Branching in kernel

Hi,

I have a following kernel:

global void func(char* table) {
if (COND1) { …
}
if (COND2) { …
}
while (COND3) {…
}
}

My understanding of GPU parallelism is as follows - a multiprocessor executes a block of threads (a warp of them at the same time). Since a multiproc. is SIMD all of the threads should execute the same instruction. How does that go with the concept of branching and looping, where each thread goes its own way? Is there a penalty such that only the concordant threads run in parallel? Or does each processor have its own PC so that threads that go separate ways still run concurrently?
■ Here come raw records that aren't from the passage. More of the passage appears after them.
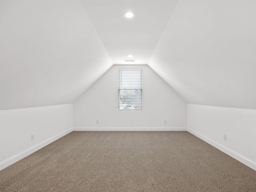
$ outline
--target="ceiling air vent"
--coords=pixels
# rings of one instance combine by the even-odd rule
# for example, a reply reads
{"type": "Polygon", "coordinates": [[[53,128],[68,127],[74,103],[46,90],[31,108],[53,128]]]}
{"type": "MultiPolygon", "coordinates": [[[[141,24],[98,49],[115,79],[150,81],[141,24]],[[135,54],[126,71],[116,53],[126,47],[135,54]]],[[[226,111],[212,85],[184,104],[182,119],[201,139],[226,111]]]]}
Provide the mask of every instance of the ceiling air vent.
{"type": "Polygon", "coordinates": [[[135,61],[135,59],[125,59],[124,60],[126,62],[134,62],[135,61]]]}

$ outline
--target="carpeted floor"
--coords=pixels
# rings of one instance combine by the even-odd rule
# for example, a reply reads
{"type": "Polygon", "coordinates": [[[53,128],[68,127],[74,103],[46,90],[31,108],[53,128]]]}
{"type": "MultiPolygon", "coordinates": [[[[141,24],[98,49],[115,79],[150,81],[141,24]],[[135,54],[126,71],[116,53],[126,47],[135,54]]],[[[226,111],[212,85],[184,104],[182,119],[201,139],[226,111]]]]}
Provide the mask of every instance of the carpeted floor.
{"type": "Polygon", "coordinates": [[[187,132],[73,132],[0,171],[3,192],[256,192],[256,171],[187,132]]]}

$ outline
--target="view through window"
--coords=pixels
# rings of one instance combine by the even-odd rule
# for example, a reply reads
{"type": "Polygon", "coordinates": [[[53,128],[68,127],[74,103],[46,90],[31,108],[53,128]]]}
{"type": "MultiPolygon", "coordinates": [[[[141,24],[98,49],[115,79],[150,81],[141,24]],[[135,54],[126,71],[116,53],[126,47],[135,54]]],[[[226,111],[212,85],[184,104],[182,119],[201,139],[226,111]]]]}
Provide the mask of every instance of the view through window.
{"type": "Polygon", "coordinates": [[[142,110],[142,69],[118,69],[118,110],[142,110]]]}

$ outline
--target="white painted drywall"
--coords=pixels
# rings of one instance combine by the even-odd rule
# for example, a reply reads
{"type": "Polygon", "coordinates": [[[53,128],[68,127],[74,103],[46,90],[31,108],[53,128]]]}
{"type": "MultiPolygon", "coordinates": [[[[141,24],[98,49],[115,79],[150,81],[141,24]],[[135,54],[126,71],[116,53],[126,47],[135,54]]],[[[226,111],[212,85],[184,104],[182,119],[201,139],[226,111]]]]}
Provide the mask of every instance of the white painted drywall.
{"type": "Polygon", "coordinates": [[[256,168],[256,110],[188,104],[188,129],[254,162],[256,168]]]}
{"type": "Polygon", "coordinates": [[[0,1],[0,110],[72,103],[112,64],[80,0],[0,1]]]}
{"type": "Polygon", "coordinates": [[[114,65],[74,103],[74,126],[186,128],[186,103],[147,65],[114,65]],[[143,68],[142,111],[117,110],[118,72],[122,68],[143,68]]]}
{"type": "MultiPolygon", "coordinates": [[[[0,110],[0,166],[8,159],[72,129],[72,104],[0,110]],[[33,141],[32,134],[34,135],[33,141]]],[[[22,154],[21,156],[24,157],[22,154]]]]}
{"type": "Polygon", "coordinates": [[[256,1],[180,0],[148,65],[188,103],[256,109],[256,1]]]}

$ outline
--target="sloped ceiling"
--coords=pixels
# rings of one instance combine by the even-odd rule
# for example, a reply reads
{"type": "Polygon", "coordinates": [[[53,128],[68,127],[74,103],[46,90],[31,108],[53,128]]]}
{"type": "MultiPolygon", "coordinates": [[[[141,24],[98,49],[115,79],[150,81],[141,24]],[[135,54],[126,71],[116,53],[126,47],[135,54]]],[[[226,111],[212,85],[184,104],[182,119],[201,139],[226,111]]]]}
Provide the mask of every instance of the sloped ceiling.
{"type": "Polygon", "coordinates": [[[0,1],[0,110],[72,103],[112,65],[80,0],[0,1]]]}
{"type": "Polygon", "coordinates": [[[149,63],[188,103],[256,109],[256,1],[180,0],[149,63]]]}
{"type": "Polygon", "coordinates": [[[81,0],[114,64],[148,64],[178,0],[81,0]],[[136,17],[127,19],[127,11],[136,17]],[[131,59],[130,58],[130,59],[131,59]]]}
{"type": "Polygon", "coordinates": [[[0,110],[72,103],[128,54],[189,103],[256,109],[255,10],[254,0],[0,1],[0,110]]]}

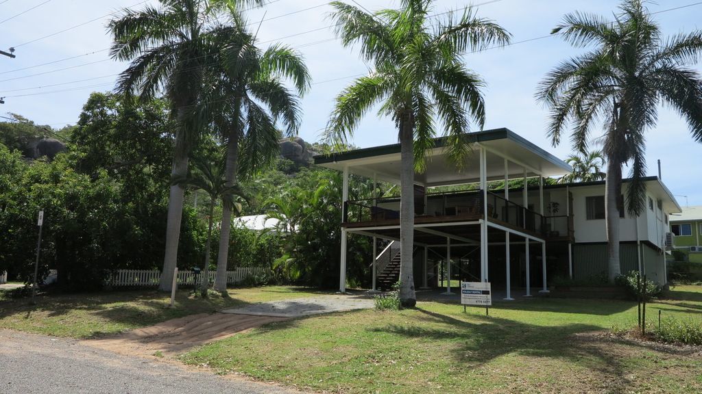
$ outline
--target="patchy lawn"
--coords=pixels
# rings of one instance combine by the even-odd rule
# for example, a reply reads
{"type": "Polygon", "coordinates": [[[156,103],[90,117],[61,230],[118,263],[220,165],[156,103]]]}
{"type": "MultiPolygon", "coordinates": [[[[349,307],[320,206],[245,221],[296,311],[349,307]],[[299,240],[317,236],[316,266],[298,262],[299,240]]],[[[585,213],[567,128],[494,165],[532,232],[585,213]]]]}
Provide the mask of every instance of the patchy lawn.
{"type": "MultiPolygon", "coordinates": [[[[606,335],[636,325],[635,303],[558,299],[498,301],[463,313],[420,302],[268,325],[185,355],[221,374],[340,393],[700,393],[700,348],[606,335]]],[[[648,308],[702,318],[702,287],[676,287],[648,308]]]]}
{"type": "Polygon", "coordinates": [[[176,297],[154,290],[112,291],[73,294],[42,294],[37,305],[28,298],[13,299],[0,291],[0,329],[37,334],[91,338],[154,325],[187,315],[211,313],[249,303],[309,297],[319,292],[300,287],[270,286],[230,289],[231,298],[194,298],[188,290],[176,297]]]}

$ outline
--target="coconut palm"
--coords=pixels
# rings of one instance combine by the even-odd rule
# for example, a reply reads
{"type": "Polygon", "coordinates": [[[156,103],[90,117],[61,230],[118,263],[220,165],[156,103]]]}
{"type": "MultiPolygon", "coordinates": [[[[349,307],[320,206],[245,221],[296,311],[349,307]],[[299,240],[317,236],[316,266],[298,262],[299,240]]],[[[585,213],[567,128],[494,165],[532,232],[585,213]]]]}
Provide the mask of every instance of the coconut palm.
{"type": "MultiPolygon", "coordinates": [[[[261,4],[263,0],[228,0],[232,4],[261,4]]],[[[223,43],[212,34],[213,8],[206,0],[159,0],[159,6],[124,10],[108,25],[113,59],[130,61],[117,81],[117,90],[150,100],[161,91],[176,121],[173,178],[187,173],[188,154],[201,130],[192,114],[199,98],[204,72],[216,60],[223,43]]],[[[166,231],[166,251],[159,289],[170,290],[178,257],[183,188],[171,184],[166,231]]]]}
{"type": "Polygon", "coordinates": [[[656,125],[658,105],[669,106],[702,142],[702,80],[688,64],[702,54],[702,32],[664,39],[641,0],[626,0],[614,22],[574,13],[553,29],[567,41],[589,47],[584,55],[561,63],[539,86],[537,97],[551,110],[548,135],[555,146],[572,123],[574,150],[587,150],[590,134],[603,126],[608,165],[605,191],[610,282],[620,273],[619,212],[622,166],[629,164],[628,211],[645,209],[645,132],[656,125]]]}
{"type": "MultiPolygon", "coordinates": [[[[220,30],[228,43],[218,54],[212,69],[200,117],[213,121],[226,141],[227,182],[236,184],[240,175],[251,176],[272,164],[278,156],[281,133],[279,121],[289,136],[297,134],[301,111],[298,97],[310,88],[310,78],[301,56],[279,44],[265,50],[256,47],[255,34],[230,4],[216,1],[226,10],[229,25],[220,30]],[[229,26],[231,28],[229,28],[229,26]],[[290,80],[293,93],[283,80],[290,80]]],[[[223,206],[215,289],[227,287],[226,272],[231,229],[231,207],[223,206]]]]}
{"type": "Polygon", "coordinates": [[[573,170],[558,179],[558,183],[589,182],[601,181],[606,177],[602,172],[604,155],[602,151],[574,154],[566,158],[573,170]]]}
{"type": "Polygon", "coordinates": [[[392,118],[401,145],[400,298],[416,303],[412,276],[414,170],[425,166],[424,154],[433,146],[437,120],[445,128],[446,149],[460,165],[468,152],[470,121],[482,128],[485,111],[481,78],[467,69],[461,55],[509,42],[510,35],[492,21],[477,18],[470,8],[458,15],[432,18],[433,0],[402,0],[397,10],[366,12],[342,2],[331,3],[336,34],[345,46],[358,44],[372,65],[336,98],[326,137],[345,142],[363,116],[380,104],[379,114],[392,118]]]}
{"type": "MultiPolygon", "coordinates": [[[[240,191],[234,186],[227,185],[225,176],[225,156],[220,154],[216,160],[204,155],[195,156],[192,158],[194,168],[190,175],[173,179],[173,183],[183,187],[201,190],[209,196],[207,216],[207,242],[205,244],[205,261],[202,270],[202,283],[200,292],[203,297],[207,297],[207,290],[209,287],[210,249],[212,244],[212,226],[215,205],[220,200],[223,205],[227,205],[235,209],[238,212],[241,211],[241,203],[237,202],[235,193],[240,191]]],[[[226,280],[226,278],[225,279],[226,280]]]]}

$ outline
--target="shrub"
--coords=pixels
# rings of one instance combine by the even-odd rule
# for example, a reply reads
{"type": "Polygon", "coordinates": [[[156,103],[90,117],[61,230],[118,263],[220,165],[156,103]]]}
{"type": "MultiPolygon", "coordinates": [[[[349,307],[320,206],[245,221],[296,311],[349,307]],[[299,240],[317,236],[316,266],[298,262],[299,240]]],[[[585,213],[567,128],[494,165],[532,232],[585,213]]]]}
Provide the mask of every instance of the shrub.
{"type": "MultiPolygon", "coordinates": [[[[633,298],[636,299],[639,295],[639,290],[637,288],[637,285],[639,280],[643,283],[643,278],[640,276],[639,271],[632,271],[626,275],[620,275],[617,276],[614,280],[614,283],[619,285],[623,287],[626,289],[627,293],[633,298]]],[[[661,295],[661,292],[663,289],[661,286],[658,286],[653,280],[646,280],[646,283],[644,286],[644,291],[642,292],[641,295],[646,300],[649,300],[652,298],[656,298],[661,295]]]]}
{"type": "Polygon", "coordinates": [[[658,341],[671,344],[702,345],[702,319],[666,318],[661,327],[651,325],[649,330],[658,341]]]}
{"type": "Polygon", "coordinates": [[[373,303],[376,311],[399,311],[399,282],[392,285],[392,291],[374,297],[373,303]]]}

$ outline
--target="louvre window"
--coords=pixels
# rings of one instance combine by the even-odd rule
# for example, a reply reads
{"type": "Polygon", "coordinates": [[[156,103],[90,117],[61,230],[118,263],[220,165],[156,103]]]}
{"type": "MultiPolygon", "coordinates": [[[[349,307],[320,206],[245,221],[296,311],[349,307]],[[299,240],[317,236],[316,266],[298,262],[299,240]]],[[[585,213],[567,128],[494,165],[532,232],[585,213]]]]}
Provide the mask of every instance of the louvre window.
{"type": "Polygon", "coordinates": [[[687,223],[685,224],[673,224],[670,226],[670,231],[675,236],[685,237],[692,235],[692,225],[687,223]]]}
{"type": "Polygon", "coordinates": [[[604,196],[585,197],[585,205],[588,220],[604,219],[604,196]]]}

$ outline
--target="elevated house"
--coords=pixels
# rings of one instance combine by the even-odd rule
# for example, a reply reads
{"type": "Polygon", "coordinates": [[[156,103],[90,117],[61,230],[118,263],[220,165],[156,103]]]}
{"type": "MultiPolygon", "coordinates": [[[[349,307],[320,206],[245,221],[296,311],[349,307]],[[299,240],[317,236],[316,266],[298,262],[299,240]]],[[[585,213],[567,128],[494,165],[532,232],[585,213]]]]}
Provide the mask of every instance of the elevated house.
{"type": "MultiPolygon", "coordinates": [[[[556,276],[606,276],[604,182],[545,185],[545,178],[560,177],[571,168],[505,128],[470,133],[468,141],[470,153],[462,171],[449,163],[445,140],[437,138],[426,154],[426,170],[415,174],[413,261],[418,286],[439,287],[439,278],[451,278],[445,281],[451,293],[458,280],[489,281],[503,288],[509,299],[512,291],[548,292],[556,276]],[[538,181],[529,182],[532,178],[538,181]],[[538,186],[510,189],[515,179],[538,186]],[[489,189],[491,181],[503,181],[504,186],[489,189]],[[450,192],[435,189],[458,185],[470,186],[450,192]]],[[[314,157],[315,164],[343,172],[342,292],[350,233],[376,241],[373,287],[397,280],[399,198],[349,201],[347,189],[350,174],[399,184],[399,144],[314,157]]],[[[665,283],[668,217],[680,208],[657,177],[645,182],[651,209],[639,217],[625,213],[621,219],[622,272],[639,269],[665,283]]]]}
{"type": "Polygon", "coordinates": [[[693,263],[702,264],[702,206],[685,207],[670,217],[675,248],[693,263]]]}

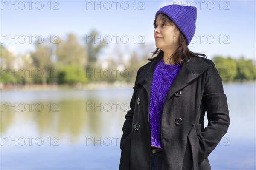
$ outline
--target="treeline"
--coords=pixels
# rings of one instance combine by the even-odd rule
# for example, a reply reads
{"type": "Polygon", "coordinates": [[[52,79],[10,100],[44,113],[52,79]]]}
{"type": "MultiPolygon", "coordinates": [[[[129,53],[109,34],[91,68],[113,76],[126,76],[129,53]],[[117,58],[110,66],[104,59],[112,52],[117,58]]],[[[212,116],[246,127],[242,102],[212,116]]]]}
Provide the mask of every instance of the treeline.
{"type": "Polygon", "coordinates": [[[224,82],[256,79],[255,61],[252,60],[245,60],[244,57],[236,59],[215,56],[212,61],[224,82]]]}
{"type": "MultiPolygon", "coordinates": [[[[122,49],[122,45],[117,44],[113,51],[105,54],[104,50],[108,44],[99,41],[99,35],[93,31],[83,38],[82,43],[76,36],[69,34],[65,40],[59,38],[55,43],[35,43],[34,51],[17,56],[0,45],[0,82],[73,85],[116,80],[134,82],[137,70],[151,57],[154,44],[138,44],[131,50],[127,45],[122,49]],[[99,60],[100,56],[106,59],[99,60]]],[[[255,61],[252,60],[215,56],[212,60],[224,82],[256,79],[255,61]]]]}

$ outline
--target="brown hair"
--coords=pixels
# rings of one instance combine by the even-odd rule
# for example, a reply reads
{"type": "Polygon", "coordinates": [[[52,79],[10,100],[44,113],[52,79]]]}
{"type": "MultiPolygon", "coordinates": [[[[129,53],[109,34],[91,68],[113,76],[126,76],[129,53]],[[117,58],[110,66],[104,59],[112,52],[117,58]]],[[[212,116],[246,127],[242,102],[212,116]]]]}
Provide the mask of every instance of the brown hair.
{"type": "MultiPolygon", "coordinates": [[[[168,23],[171,25],[172,25],[173,24],[175,25],[175,23],[168,16],[162,13],[159,14],[160,15],[160,20],[162,20],[163,23],[168,23]]],[[[154,26],[155,28],[156,28],[156,20],[157,17],[157,16],[156,16],[153,23],[154,26]]],[[[207,57],[206,55],[203,54],[194,53],[191,51],[188,48],[186,40],[184,34],[180,31],[178,27],[176,26],[175,29],[175,31],[176,32],[177,31],[180,31],[179,38],[179,45],[173,54],[168,57],[170,61],[171,60],[171,58],[172,58],[175,64],[179,64],[182,65],[186,57],[189,57],[189,59],[188,60],[188,62],[189,62],[191,58],[191,55],[194,55],[198,57],[200,57],[199,56],[203,56],[205,58],[207,57]]],[[[148,60],[152,61],[157,58],[157,62],[158,62],[162,58],[161,57],[162,56],[163,57],[163,51],[157,48],[156,50],[154,52],[152,52],[152,53],[153,53],[153,54],[152,55],[151,58],[148,59],[148,60]],[[157,55],[157,56],[152,58],[155,55],[157,55]]]]}

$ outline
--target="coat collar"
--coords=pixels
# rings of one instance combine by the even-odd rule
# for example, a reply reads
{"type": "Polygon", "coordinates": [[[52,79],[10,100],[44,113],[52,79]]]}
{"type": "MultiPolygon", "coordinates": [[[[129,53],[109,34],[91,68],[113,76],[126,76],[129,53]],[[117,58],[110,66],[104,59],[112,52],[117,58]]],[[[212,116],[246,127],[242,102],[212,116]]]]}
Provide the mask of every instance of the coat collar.
{"type": "MultiPolygon", "coordinates": [[[[196,57],[192,56],[190,61],[186,63],[189,59],[188,57],[186,57],[180,72],[170,88],[166,100],[170,98],[176,92],[185,87],[189,82],[198,77],[210,67],[210,65],[203,60],[202,58],[198,58],[196,57]]],[[[145,88],[149,97],[151,94],[154,68],[158,60],[156,58],[146,64],[138,75],[138,77],[141,79],[139,79],[137,84],[141,84],[145,88]]]]}

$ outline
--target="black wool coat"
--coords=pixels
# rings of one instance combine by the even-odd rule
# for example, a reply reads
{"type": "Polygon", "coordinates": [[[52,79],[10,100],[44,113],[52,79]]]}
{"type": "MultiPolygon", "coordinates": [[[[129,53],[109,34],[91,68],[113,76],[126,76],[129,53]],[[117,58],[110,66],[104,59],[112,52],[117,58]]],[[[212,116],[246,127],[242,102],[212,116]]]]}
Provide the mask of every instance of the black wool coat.
{"type": "MultiPolygon", "coordinates": [[[[120,141],[119,170],[151,170],[149,110],[154,67],[139,68],[120,141]]],[[[163,170],[211,170],[207,158],[227,131],[230,118],[222,79],[213,62],[192,56],[171,87],[161,123],[163,170]],[[204,128],[207,113],[208,123],[204,128]]]]}

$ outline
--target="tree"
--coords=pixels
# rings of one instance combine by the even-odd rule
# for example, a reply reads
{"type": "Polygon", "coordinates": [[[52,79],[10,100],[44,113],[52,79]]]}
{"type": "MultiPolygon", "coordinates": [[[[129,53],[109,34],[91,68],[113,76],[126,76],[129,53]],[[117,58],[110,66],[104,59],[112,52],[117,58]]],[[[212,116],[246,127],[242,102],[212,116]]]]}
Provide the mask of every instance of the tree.
{"type": "MultiPolygon", "coordinates": [[[[86,49],[88,56],[87,62],[85,69],[88,70],[93,70],[95,68],[95,62],[97,61],[99,54],[102,49],[106,46],[102,35],[99,36],[99,33],[96,31],[93,30],[89,34],[86,35],[84,40],[86,43],[86,49]]],[[[88,75],[88,78],[91,81],[93,77],[91,74],[88,75]]]]}
{"type": "Polygon", "coordinates": [[[212,61],[222,80],[225,82],[233,80],[237,73],[237,64],[235,59],[230,57],[224,58],[221,56],[215,56],[212,61]]]}
{"type": "Polygon", "coordinates": [[[49,71],[53,69],[52,61],[52,47],[42,44],[36,43],[35,47],[35,51],[31,53],[31,58],[36,68],[35,81],[46,84],[49,71]]]}
{"type": "Polygon", "coordinates": [[[59,43],[56,45],[58,65],[60,66],[84,66],[86,64],[87,56],[83,45],[80,44],[75,35],[70,34],[67,37],[67,40],[60,39],[59,43]]]}

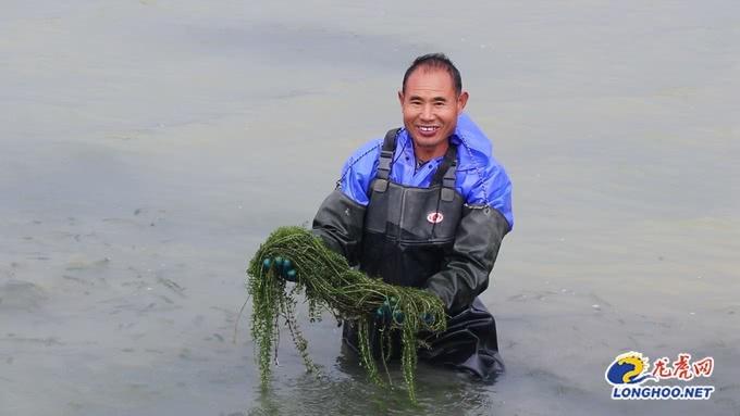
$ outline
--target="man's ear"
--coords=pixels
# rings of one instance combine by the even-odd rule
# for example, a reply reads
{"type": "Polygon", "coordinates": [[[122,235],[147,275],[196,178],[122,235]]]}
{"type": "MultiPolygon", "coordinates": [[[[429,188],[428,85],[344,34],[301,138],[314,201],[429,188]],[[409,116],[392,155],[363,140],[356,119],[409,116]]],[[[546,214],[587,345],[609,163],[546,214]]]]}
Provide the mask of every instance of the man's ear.
{"type": "Polygon", "coordinates": [[[468,103],[468,91],[462,91],[459,97],[457,97],[457,112],[460,113],[465,109],[465,104],[468,103]]]}

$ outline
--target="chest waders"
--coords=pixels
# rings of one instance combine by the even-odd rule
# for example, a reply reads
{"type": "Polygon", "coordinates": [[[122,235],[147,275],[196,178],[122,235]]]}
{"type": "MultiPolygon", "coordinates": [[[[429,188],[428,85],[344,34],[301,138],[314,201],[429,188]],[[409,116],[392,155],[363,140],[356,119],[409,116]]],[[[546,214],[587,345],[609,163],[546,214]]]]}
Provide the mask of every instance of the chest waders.
{"type": "MultiPolygon", "coordinates": [[[[464,210],[465,199],[455,189],[457,147],[449,144],[429,188],[403,186],[390,179],[397,133],[388,131],[383,141],[365,213],[359,266],[368,276],[382,277],[392,285],[422,287],[445,266],[464,210]]],[[[371,343],[378,352],[379,328],[371,329],[371,343]]],[[[346,343],[357,351],[353,323],[345,323],[343,332],[346,343]]],[[[430,349],[419,350],[420,360],[467,370],[482,379],[492,379],[504,370],[496,323],[478,298],[449,318],[445,332],[427,336],[425,342],[430,349]]],[[[399,335],[395,333],[393,352],[400,351],[399,335]]]]}

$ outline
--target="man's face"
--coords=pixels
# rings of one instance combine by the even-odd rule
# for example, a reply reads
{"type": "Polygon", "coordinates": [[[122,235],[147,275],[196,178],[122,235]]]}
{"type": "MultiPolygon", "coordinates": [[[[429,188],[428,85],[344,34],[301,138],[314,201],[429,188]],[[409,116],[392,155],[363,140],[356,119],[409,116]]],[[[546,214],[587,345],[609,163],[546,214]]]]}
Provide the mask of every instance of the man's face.
{"type": "Polygon", "coordinates": [[[404,126],[411,135],[417,155],[436,157],[447,150],[447,138],[455,133],[457,116],[465,109],[468,93],[455,91],[453,77],[444,70],[418,67],[398,91],[404,126]]]}

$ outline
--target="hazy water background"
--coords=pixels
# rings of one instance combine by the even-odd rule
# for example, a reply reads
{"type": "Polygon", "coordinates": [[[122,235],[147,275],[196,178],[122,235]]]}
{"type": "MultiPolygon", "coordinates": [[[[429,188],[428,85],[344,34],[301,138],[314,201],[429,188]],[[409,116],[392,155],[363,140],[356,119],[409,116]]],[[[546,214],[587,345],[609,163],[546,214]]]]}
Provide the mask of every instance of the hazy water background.
{"type": "Polygon", "coordinates": [[[740,414],[732,1],[2,1],[0,414],[740,414]],[[508,373],[367,383],[283,343],[260,394],[244,269],[310,220],[447,52],[515,184],[483,300],[508,373]],[[615,355],[712,355],[707,402],[612,402],[615,355]]]}

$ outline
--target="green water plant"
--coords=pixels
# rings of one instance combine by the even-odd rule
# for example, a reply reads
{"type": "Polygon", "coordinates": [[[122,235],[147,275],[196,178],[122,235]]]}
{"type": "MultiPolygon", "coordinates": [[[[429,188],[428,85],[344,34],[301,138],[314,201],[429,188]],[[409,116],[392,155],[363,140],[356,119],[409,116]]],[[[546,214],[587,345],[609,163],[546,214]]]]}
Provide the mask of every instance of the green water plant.
{"type": "Polygon", "coordinates": [[[272,363],[276,360],[281,318],[307,370],[317,370],[296,316],[296,306],[303,294],[308,302],[311,322],[320,319],[321,312],[325,310],[345,325],[353,323],[357,326],[360,363],[370,380],[379,386],[385,386],[385,382],[379,375],[377,360],[382,362],[387,374],[391,337],[394,331],[399,331],[404,381],[410,400],[416,402],[417,350],[424,346],[419,333],[440,332],[446,326],[440,298],[421,289],[388,285],[350,268],[344,256],[326,248],[321,239],[301,227],[278,228],[260,245],[249,262],[247,288],[252,299],[251,337],[263,387],[269,385],[272,363]],[[281,277],[283,259],[291,261],[295,283],[281,277]],[[381,351],[375,358],[370,330],[381,312],[388,307],[392,307],[391,318],[382,323],[383,330],[380,331],[380,345],[386,345],[386,351],[381,351]]]}

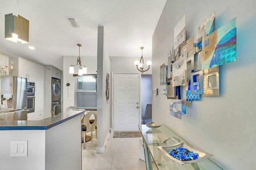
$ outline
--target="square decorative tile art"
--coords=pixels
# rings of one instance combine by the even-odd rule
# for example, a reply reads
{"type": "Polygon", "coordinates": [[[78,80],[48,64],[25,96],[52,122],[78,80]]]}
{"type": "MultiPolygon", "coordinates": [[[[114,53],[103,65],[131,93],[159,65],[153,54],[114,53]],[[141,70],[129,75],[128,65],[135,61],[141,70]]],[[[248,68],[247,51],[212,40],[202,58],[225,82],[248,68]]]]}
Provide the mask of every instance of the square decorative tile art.
{"type": "Polygon", "coordinates": [[[182,57],[172,64],[172,86],[184,86],[186,84],[186,57],[182,57]]]}
{"type": "Polygon", "coordinates": [[[236,61],[236,18],[203,39],[202,70],[236,61]]]}
{"type": "Polygon", "coordinates": [[[181,100],[171,99],[170,103],[170,115],[181,119],[181,100]]]}
{"type": "Polygon", "coordinates": [[[200,100],[200,95],[192,94],[190,90],[186,90],[186,101],[188,102],[191,100],[200,100]]]}

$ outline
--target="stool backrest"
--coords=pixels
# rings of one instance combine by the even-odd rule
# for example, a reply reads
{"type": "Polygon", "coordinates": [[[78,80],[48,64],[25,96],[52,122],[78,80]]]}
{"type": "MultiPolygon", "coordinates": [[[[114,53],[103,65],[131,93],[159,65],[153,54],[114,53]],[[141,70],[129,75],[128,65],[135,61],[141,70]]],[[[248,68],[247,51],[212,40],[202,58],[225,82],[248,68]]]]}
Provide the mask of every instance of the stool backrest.
{"type": "Polygon", "coordinates": [[[97,125],[97,111],[90,111],[85,115],[84,117],[84,124],[86,127],[86,132],[95,131],[96,125],[97,125]],[[93,120],[90,120],[90,118],[92,115],[94,116],[94,120],[92,123],[90,123],[93,121],[93,120]]]}

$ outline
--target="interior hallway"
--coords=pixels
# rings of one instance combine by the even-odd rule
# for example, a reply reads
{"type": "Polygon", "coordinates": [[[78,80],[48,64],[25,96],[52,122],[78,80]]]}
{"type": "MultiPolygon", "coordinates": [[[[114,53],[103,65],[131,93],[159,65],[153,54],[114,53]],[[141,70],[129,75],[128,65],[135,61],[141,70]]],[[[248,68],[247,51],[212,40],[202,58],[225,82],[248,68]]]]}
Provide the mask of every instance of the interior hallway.
{"type": "MultiPolygon", "coordinates": [[[[92,140],[82,145],[82,170],[146,170],[145,162],[139,159],[139,138],[113,138],[112,132],[104,153],[96,153],[95,132],[92,140]]],[[[90,133],[87,135],[90,135],[90,133]]]]}

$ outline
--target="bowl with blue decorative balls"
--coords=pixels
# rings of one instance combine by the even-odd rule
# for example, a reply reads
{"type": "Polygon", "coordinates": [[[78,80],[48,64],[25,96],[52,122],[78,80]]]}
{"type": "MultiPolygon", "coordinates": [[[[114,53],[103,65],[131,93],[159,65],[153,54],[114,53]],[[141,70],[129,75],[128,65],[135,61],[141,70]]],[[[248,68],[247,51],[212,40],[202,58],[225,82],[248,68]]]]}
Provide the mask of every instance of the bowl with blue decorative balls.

Divergent theads slow things down - I’m not sure how, or how much, but they do. You can check out the CUDA Visual Profiler, it will tell you it you have a lot of divergent branches.

This paper may be useful:
NVIDIA TESLA: A UNIFIED GRAPHICS AND COMPUTING ARCHITECTURE
… but I don’t know if it discusses this exact topic.

Finally, is there something in the manual? Or Mark Harris’s lovely CUDA optimisation slides from Supercomputing 2007?

As different warps branch differently, there is no performance penalty. If threads within a warp diverge, there can be a performance penalty. In practice, the hardware is very efficient at handling these. Especially in the common case that your performance is memory bound, the effect of divergent warps will be minimal. See also the CUDA programming guide which has a better explanation of what causes divergent warps.

Depending on the complexity of the kernel you will run into problems with your registers, as my experience shows, that a lot of if statements need a lot of registers.

That way less and less warps will run concurrently and finally the branching or divergent branching will take the last bit of performance out of your code.

But as long as enough warps run concurrently I would not concentrate on that issue.